Statistical inference is a crucial step in gleaning insights from experimental / observational data to build better physics models to describe our universe. Whether it is to unravel the mysteries of what is happening in the interior of neutron stars, or to uncover the secrets about virtual Higgs bosons, precise inference requires a careful consideration of all sources of systemic uncertainties. Did we discover a new particle, or did we just discover a miscalibration of the detector? Such complex data analysis has traditionally involved multiple stages of lossy dimensionality reduction and simplifying assumptions in order to make the final inference feasible.
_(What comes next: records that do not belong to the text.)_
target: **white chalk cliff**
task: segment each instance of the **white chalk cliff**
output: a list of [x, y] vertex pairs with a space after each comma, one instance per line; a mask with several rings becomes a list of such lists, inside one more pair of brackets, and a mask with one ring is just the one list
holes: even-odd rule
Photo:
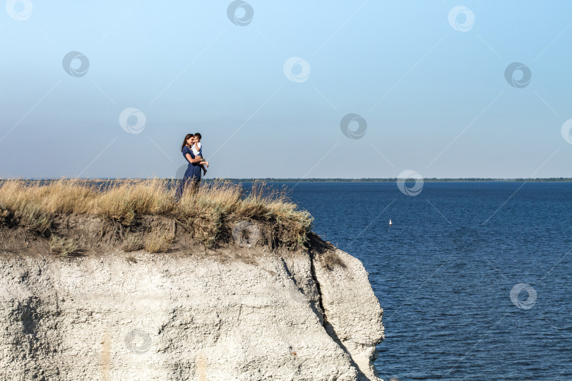
[[382, 310], [357, 259], [193, 250], [3, 253], [0, 380], [379, 380]]

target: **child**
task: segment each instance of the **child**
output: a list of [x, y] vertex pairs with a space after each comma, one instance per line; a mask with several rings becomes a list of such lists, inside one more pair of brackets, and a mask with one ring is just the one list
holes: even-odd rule
[[[200, 133], [196, 133], [195, 134], [194, 142], [195, 143], [191, 146], [191, 149], [193, 150], [193, 155], [195, 156], [198, 156], [201, 159], [203, 158], [203, 145], [201, 144], [201, 139], [203, 137], [201, 135]], [[208, 168], [208, 162], [206, 160], [203, 160], [205, 162], [205, 164], [206, 164], [207, 168]], [[201, 164], [201, 168], [203, 169], [203, 176], [206, 174], [206, 169], [205, 168], [205, 164]]]

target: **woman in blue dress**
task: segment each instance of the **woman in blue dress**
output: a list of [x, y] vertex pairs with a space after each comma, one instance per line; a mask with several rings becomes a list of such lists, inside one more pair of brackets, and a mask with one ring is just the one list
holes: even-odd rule
[[193, 136], [191, 133], [187, 133], [184, 140], [183, 140], [183, 145], [181, 147], [181, 152], [183, 152], [183, 157], [185, 159], [189, 162], [189, 166], [185, 171], [185, 175], [183, 176], [183, 181], [177, 188], [177, 193], [175, 193], [177, 200], [181, 199], [183, 191], [189, 186], [192, 187], [193, 193], [196, 192], [201, 182], [201, 164], [204, 163], [204, 162], [202, 161], [203, 159], [200, 157], [195, 159], [193, 150], [190, 148], [190, 146], [193, 144]]

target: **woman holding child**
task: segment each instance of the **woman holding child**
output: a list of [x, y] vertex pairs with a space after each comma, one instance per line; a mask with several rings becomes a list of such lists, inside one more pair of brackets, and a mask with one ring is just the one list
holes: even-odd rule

This talk brings together Bayesians and frequentists in our quest for high-dimensional statistical inference to maximally leverage the collected data as well as prior physics knowledge to perform near-optimal and uncertainty-aware parameter inference. I will talk about a use case in Bayesian inference for neutron star astrophysics as well as a frequentist case for measuring the Higgs width, where we see a dramatic improvement in precision and interpretability with machine learning.
Bio
Dr. Aishik Ghosh is a researcher at UC Irvine and Berkeley Lab where he develops novel ML methods for particle and astrophysics. His current focus is on statistical inference, uncertainty quantification and debiasing, generative models and frugal AI. He obtained his PhD from the Université Paris-Saclay for developing simulation-based-inference methods and deploying the first deep generative model for fast simulation of the ATLAS detector. Aishik also works with the Organisation for Economic Co-operation and Development on matters of AI and science policy.